高いパフォーマンスは搭載するエンジンの出自からも明らかです。N360が搭載していたエンジン=N360Eは、当時ホンダの2輪で最高峰に位置付けられていたCB450用の空冷並列2気筒ツインカム・エンジンに倣ったもので、シングルカムにコンバートされていましたが354cc(ボア×ストローク=62.5mmφ×57.8mm)から31psを絞り出していました。
ライバルは20ps程度でしたから、そのパフォーマンスは圧倒的でした。一方廉価な価格設定は31万3000円(狭山工場渡し)とされ、40万円前後だったライバルの多くを圧倒していました。その後ホンダはN360のバリエーションとして、3カ月後の1967年6月にはライトバン(商用車)のLN360を、さらにその5カ月後の1967年11月にはキャブオーバー・スタイルのトラックのTN360をリリースしています。

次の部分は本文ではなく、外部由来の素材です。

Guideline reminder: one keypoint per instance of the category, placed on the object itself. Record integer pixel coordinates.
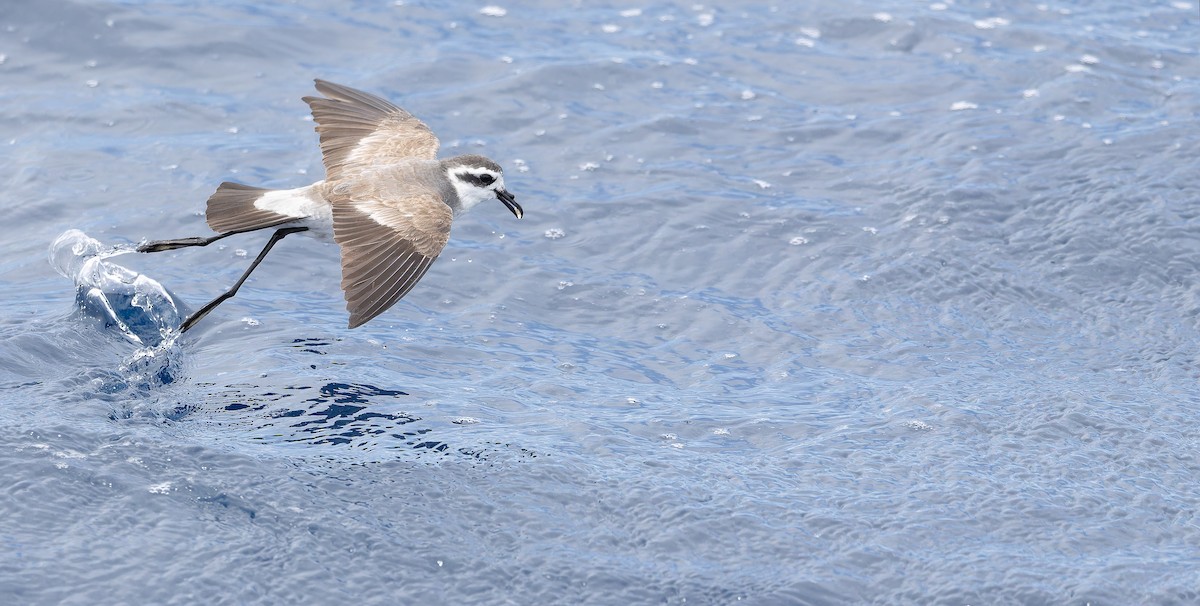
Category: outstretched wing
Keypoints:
(359, 130)
(387, 247)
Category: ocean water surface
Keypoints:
(813, 303)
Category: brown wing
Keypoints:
(359, 130)
(387, 247)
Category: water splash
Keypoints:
(138, 306)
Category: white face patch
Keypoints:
(474, 185)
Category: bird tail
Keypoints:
(232, 209)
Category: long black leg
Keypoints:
(211, 305)
(169, 245)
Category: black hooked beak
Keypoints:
(510, 202)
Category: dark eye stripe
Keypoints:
(477, 180)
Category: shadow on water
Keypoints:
(118, 301)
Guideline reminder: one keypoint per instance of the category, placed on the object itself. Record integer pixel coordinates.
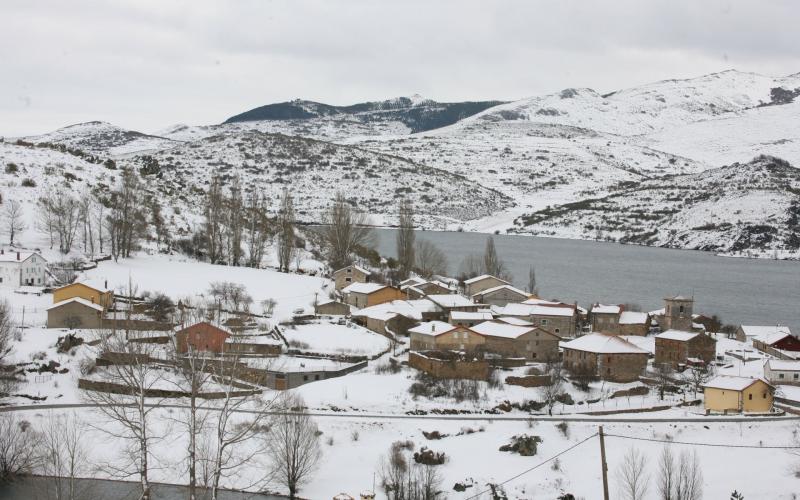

このTN360はN360のエンジンをベースにしたTN360Eを、リヤアクスルの直前に、シリンダーブロックがほぼ水平になるように搭載していました。エンジン排気量はN360Eと同じく354ccで、最高出力は若干引き下げられて30psとなっていました。
そんなTN360をベースに開発されたモデルが、1970年の10月に発売されたバモスホンダです。メーカーが新車発売などに際してはリリースと呼ばれる案内文を発表します。しかし、その際には新たに販売するクルマが、例えば乗用車であるのか商用車であるのか、あるいは乗用車ならセダンなのかクーペなのか、あるいはハッチバック車であるのかなども発表されるのが一般的ですが、バモスホンダの発売リリースには「あらゆる用途に巾広く機動性を発揮する、画期的なくるま」とありました。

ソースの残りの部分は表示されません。